You can learn this history and more at the Santa Cruz Surfing Museum, the nation’s first institution dedicated to preserving surf heritage. The exhibits-housed in the red-brick Mark Abbott memorial lighthouse-detail over 100 years of surf culture from the surf-rock fueled beach parties of the 1960s to an alarming, shark-chomped surfboard.


The Santa Cruz Surfing Museum sits at Lighthouse Point overlooking Steamer Lane, a world-famous surf break where waves can reach heights of 16 feet and above. Join the crowds gathered along the fence-lined bluff and marvel at skilled surfers shredding the sizable swells below. The Lane also plays host to numerous annual surf contests including the O’Neill Coldwater Classic, Longboard Invitational, and National Scholastic Surfing Association youth surf event.

In the surf-tastic neighborhood of Pleasure Point, stroll the blufftop promenade paralleling East Cliff Drive, and you’ll not only pass the tribute-embellished former home of Jack O’Neill and the adjacent park named in his honor, but you’ll also spot scores of surfers riding long rolling waves into shore. Make sure to stop at The Hook, a legendary surf break at the intersection of East Cliff and 41st Avenue that draws a crowd of awestruck onlookers.


Even with the impressive waves at Steamer Lane, Santa Cruz County is an ideal spot to learn to surf. Club Ed and Richard Schmidt-a local surf celeb who went from riding inflatable beach mats at Cowell Beach as a kid to braving the massive waves at Mavericks-teach groms out on the gentle rolling waves of Cowell Beach. In the quaint historic village of Capitola, one of the West Coast’s first beach resorts, the sheltered Capitola Beach is perfect for beginners. Steps from the beach’s gentle breaks, the one-stop beach boutique Capitola Beach Company will have you looking your best in and out of the water with surf lessons that teach technique and etiquette so you don’t look like a kook out there.

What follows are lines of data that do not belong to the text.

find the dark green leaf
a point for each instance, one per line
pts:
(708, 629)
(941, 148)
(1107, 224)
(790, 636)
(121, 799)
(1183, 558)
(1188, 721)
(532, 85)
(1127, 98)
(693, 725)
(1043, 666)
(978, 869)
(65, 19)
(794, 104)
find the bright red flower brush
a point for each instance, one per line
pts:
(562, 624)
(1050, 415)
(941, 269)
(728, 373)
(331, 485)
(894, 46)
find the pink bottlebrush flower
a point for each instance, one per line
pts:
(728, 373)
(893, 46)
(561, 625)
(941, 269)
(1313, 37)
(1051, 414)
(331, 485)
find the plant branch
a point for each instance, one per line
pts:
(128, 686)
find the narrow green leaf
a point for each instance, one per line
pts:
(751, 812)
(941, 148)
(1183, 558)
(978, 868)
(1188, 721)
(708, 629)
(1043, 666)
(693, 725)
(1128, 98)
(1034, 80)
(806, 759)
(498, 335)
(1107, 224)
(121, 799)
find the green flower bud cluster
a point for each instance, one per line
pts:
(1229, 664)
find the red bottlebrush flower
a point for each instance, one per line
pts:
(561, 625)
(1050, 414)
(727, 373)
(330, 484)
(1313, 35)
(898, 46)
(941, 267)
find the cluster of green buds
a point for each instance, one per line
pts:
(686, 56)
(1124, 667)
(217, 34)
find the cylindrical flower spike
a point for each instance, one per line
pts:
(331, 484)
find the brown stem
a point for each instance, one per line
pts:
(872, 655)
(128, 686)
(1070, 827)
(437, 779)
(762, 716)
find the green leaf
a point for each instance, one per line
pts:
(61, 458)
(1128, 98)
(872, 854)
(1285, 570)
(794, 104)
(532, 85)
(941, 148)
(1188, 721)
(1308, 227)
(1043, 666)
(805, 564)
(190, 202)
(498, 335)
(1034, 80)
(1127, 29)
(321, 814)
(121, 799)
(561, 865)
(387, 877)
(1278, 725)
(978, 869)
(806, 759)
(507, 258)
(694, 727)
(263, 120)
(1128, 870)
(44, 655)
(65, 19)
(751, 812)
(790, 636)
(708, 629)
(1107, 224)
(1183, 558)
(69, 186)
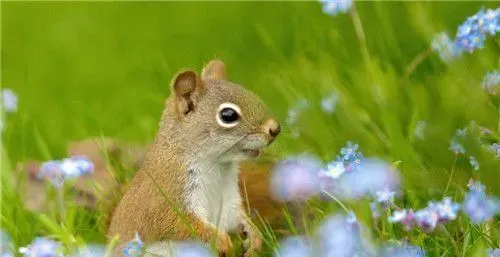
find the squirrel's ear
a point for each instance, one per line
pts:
(215, 69)
(187, 88)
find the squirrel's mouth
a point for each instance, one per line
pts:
(251, 152)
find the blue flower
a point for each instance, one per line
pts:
(385, 197)
(296, 179)
(494, 149)
(447, 209)
(427, 219)
(445, 47)
(341, 236)
(329, 102)
(403, 250)
(478, 206)
(491, 82)
(295, 247)
(474, 163)
(405, 217)
(334, 169)
(351, 156)
(57, 172)
(41, 247)
(472, 33)
(371, 176)
(134, 247)
(494, 252)
(333, 7)
(9, 100)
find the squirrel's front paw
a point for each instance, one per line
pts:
(224, 245)
(253, 242)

Surf culture is reflected all over town, perhaps most notably in the surf-themed caps, tees, and hoodies adorning most locals. Jack O’Neill opened Santa Cruz’s first surf shop at Cowell Beach in 1959. Today, three locally owned O’Neill Surf Shops-in Pleasure Point, Downtown, and at the Santa Cruz Beach Boardwalk-continue that legacy with modern surf gear and apparel including the brand’s world-famous wetsuits. Also in Pleasure Point, Freeline Surf Shop has been a vital part of the Santa Cruz surf community since its opening in 1969. At the downtown surf and skate shop Berdels, you’ll find stylish duds from local independent designers including Uroko, Thieves, and Ventana.

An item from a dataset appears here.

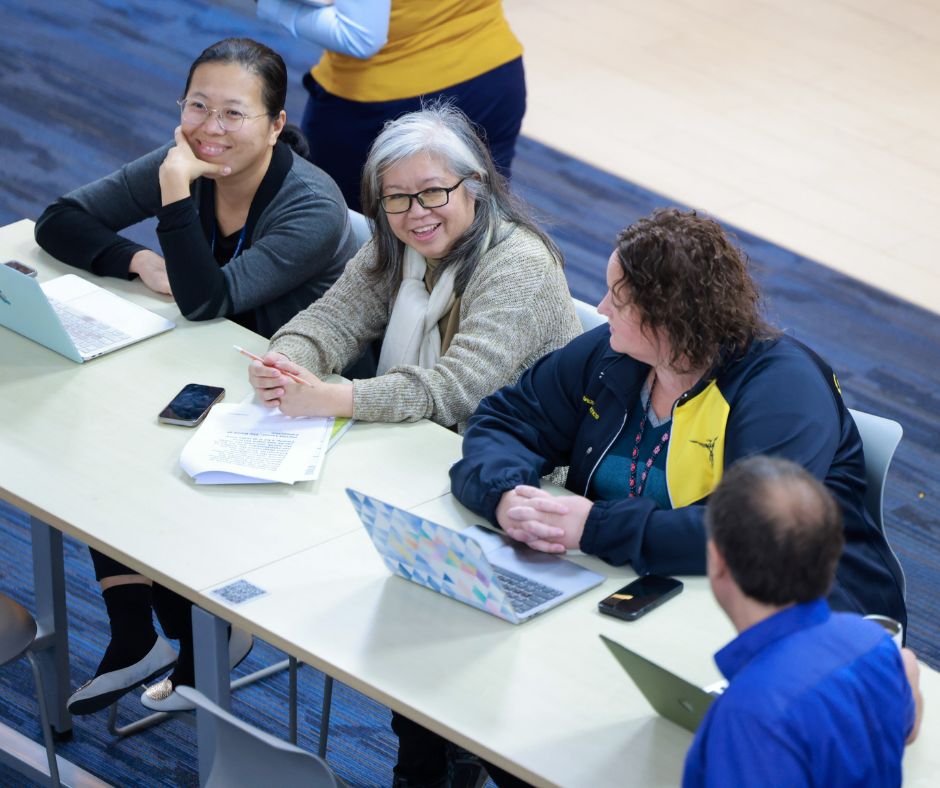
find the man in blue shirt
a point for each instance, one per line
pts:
(815, 697)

Every surf town has its killer beachside grub to fuel the next surf sesh. Steps from its famous namesake, contemporary surf shack Steamer Lane Supply nourishes a steady stream of surfers, cyclists, and families with creative panini-pressed quesadillas, vibrant poke bowls, and seasonal agua frescas. In Pleasure Point, the humble-looking Point Market wraps up some of the best breakfast burritos in the county. Choose from 16 varieties-from Thai to tofu-and enjoy it on the stepped seating at nearby Pleasure Point Park with a prime view of the surfer-filled waves below.

At Hula’s Island Grill + Tiki Room, you can celebrate the three Hawaiians that brought surfing to Santa Cruz with Mai Tais and luau-worthy dishes fit for a prince in a fun atmosphere brimming with Hawaiian and surf decor. Down the street, check out Brian Barneclo’s “Surfin Bird,” a colorful mod mural that encapsulates Santa Cruz’s beachside bohemia.


Surf fans will want to take shelter at the Dream Inn, a sleek waterfront property with a retro-mod surf motif. Situated at Cowell Beach-immediately adjacent to the site of Jack O’Neill’s first Santa Cruz surf shop, a designated California Point of Historic Interest-the hotel features 165 guest rooms each with sweeping views of the Monterey Bay. In the downstairs Jack O’Neill Lounge, check out the memorabilia that pays tribute to the late surf legend…after you pull yourself away from the spectacular front-row views of Cowell Beach and Steamer Lane beyond.